Giter Site home page Giter Site logo

liyi202 / subpex Goto Github PK

View Code? Open in Web Editor NEW

This project forked from durrantlab/subpex

0.0 0.0 0.0 57.16 MB

SubPEx (Sub-Pocket Explorer) is a tool to enhance ensemble (multiple-receptor/relaxed-complex) virtual screening. It uses weighted ensemble path sampling and molecular dynamics simulations to accelerate binding-pocket sampling.

Home Page: http://durrantlab.com/subpex/

License: MIT License

Shell 9.72% Python 90.28%

subpex's Introduction

SubPEx 1.0

What is it?

Subpocket explorer (SubPEx) is a tool that uses weighted ensemble (WE) path sampling, as implemented in WESTPA, to maximize pocket conformational search.
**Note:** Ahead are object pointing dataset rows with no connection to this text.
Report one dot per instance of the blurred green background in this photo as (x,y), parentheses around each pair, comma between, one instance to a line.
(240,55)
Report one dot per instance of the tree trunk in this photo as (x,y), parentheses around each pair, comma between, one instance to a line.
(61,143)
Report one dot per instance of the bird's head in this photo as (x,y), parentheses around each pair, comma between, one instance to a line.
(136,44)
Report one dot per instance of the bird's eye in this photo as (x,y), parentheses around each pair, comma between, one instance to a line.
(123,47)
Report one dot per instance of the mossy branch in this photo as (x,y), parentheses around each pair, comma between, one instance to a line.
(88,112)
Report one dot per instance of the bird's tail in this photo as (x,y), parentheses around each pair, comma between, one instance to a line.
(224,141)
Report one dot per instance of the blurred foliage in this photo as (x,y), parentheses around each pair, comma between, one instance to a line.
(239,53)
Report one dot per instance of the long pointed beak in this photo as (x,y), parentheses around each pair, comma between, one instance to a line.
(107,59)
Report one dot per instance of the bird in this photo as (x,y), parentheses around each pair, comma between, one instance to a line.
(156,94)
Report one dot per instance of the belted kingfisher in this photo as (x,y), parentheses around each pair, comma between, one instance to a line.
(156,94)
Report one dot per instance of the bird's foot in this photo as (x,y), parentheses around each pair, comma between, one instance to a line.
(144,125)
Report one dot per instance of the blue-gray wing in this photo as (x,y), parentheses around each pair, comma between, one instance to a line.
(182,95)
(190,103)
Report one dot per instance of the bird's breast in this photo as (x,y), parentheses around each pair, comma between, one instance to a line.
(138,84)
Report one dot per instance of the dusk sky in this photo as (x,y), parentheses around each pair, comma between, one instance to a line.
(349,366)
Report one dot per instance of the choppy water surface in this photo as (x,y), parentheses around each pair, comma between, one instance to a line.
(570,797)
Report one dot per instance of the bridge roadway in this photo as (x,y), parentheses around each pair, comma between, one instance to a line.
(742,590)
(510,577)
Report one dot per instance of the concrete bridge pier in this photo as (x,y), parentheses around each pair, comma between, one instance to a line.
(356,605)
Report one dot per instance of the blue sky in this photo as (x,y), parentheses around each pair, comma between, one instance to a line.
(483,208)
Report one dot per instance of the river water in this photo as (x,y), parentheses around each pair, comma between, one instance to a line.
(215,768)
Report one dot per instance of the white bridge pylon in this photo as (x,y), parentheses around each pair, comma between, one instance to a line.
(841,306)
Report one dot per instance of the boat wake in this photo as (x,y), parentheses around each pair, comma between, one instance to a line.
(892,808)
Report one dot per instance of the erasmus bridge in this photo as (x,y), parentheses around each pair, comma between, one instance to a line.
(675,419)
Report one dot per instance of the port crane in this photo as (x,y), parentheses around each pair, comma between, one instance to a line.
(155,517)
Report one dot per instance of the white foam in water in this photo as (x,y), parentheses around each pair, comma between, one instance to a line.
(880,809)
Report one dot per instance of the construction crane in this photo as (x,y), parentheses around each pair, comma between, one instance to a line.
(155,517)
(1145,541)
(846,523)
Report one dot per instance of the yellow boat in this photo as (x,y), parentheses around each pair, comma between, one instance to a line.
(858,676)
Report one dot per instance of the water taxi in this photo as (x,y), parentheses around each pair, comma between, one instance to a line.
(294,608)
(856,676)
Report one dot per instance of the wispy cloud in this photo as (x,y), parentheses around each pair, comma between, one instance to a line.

SubPEx's goal is to produce a diverse ensemble of protein conformations for use in ensemble docking.

As with any WE implementation, SubPEx uses a progress coordinate to focus computational power on sampling phase space. The available progress coordinates are:

  • composite RMSD (a linear combination of backbone and pocket heavy-atom RMSD)
  • pocket heavy atoms RMSD
  • backbone RMSD
  • Jaccard distance of pocket volumes (jd)

We highly recommend using the composite RMSD progress coordinate. Use of other coordinates is not officially supported.

SubPEx use

Downloading and installing SubPEx

The first step is to download, clone, or copy the repository.

git clone https://git.durrantlab.pitt.edu/erh91/SubPEx-Erich.git

The repository includes a yaml file to create a conda environment with all the necessary dependencies. Simply run this command:

conda env create -f environment.yaml

To activate the new conda environment, run:

conda activate westpa

Some users may wish to create their own environments or to use an existing WESTPA environment. If so, install the following packages so SubPEx can calculate the progress coordinate:

  • Westpa
  • MDAnalysis
  • NumPy
  • SciPy
  • scikit-learn
  • yaml

Note that installing SubPEx into an existing environment is not officially supported.

Configuring a SubPEx run

Users should take advantage of our autobuilder (wizard.py) to setup their SubPEx simulations. In some cases, however, users may wish to manually set up their simulations by editing key SubPEx/WESTPA files. This approach is not officially supported, but we provide the below instructions for advanced/adventurous users.

Link your preliminary, equilibrated simulation

  1. SubPEx assumes you have already run preliminary simulations to equilibrate your system. Soft link or copy your preliminary, equilibrated trajectories and necessary restart files to the ./reference/ directory. Rename the files mol with the appropriate extension. (Note that ./reference/ already contains the namd.md.conf and amber.prod_npt.in template files, which SubPEX uses to interface with the NAMD and AMBER MD engines, respectively.)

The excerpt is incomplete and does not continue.